One also wonders if there is a bit of kayfabe going on here, in stories like this ABC news article from two months ago about a Maryland PPE manufacturer who worries about whether his lazy, chiseling employees are taking advantage of the system:
“It’s been very difficult to get some people to return to work,” Livesay, the vice president of operations for Maryland Thermoform Corporation, told ABC News. “In some cases, depending on what their compensation was, they make more money with unemployment and the federal stipend of $600 a week.”
“There are significant unintended consequences,” Livesay, who is also advising Maryland Gov. Larry Hogan on reopening the state’s economy, said of PPP. “I’m hoping that they give us some extra time to get up to full staff. We’re interviewing three to five people a day for jobs we have open, and we can’t even get them to show up for interviews.”
Legally, if someone is offered reemployment and turns it down, they’re likely to lose their unemployment insurance. But employers like Livesay are still finding it challenging to bring people back to work because of an unexpected decision: Should they rehire workers who stand to make more money on unemployment?
In other words, the problem of people declining to go back to their old jobs doesn’t really exist. It’s a notional ethical quandary for executives like this guy who seems to think, based on everything else he’s said, that the answer is yes, he should rehire them. And if they decline, they are supposed to lose the benefit.
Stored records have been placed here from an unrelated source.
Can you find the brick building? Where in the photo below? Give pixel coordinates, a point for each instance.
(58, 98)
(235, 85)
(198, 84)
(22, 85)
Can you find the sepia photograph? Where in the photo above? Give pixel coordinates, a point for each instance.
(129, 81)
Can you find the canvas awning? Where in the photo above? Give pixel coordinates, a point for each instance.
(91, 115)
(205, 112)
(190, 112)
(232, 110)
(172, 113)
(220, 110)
If that’s not being enforced, then perhaps it should be, which is a separate problem. Liberals talk about incentive structures, conservatives talk about enforcing the law.
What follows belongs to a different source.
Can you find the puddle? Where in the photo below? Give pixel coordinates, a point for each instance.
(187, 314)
In addition to the worry that we’re being too generous to the millions of people the government has thrown out of work, what else is in the Senate’s next COVID relief package? According to Axios, billions for schools, just in time for them to start teaching the 1619 Project in the fall, and liability protection to immunize corporations from COVID-related lawsuits, and another round of paycheck protection loans.
This is probably not going to be enough for Trump to win the messaging war over COVID relief, especially given the now widely-broadcast fears among some talking-heads that it’s being profligate. The administration needs to telegraph grave concern and readiness to spend to get the country back on track. Republicans should absolutely deny aid to states and localities, and that will not be a hard fight to win: Trump just needs to hammer on the fact that for the last two months, local and state politicians were perfectly happy to let their downtowns burn and let protestors flout quarantine restrictions. Why should the feds bail them out after that? Even better, if the administration suggested a plan to take the opportunity of a lull in commerce to employ people rebuilding our crumbling infrastructure, something McConnell himself is unwilling to consider. If Dems still reject it any that point, it will be clear to everyone that they view COVID relief as a means to direct money to their clients, not real economic recovery.
Running against a do-nothing Congress in the midst of a crisis, as Pat Buchanan pointed out recently, worked very well for Truman. The key is getting Trump on-message about this stuff and getting him to talk about it daily, which is, I think we can say now, by no means a sure thing.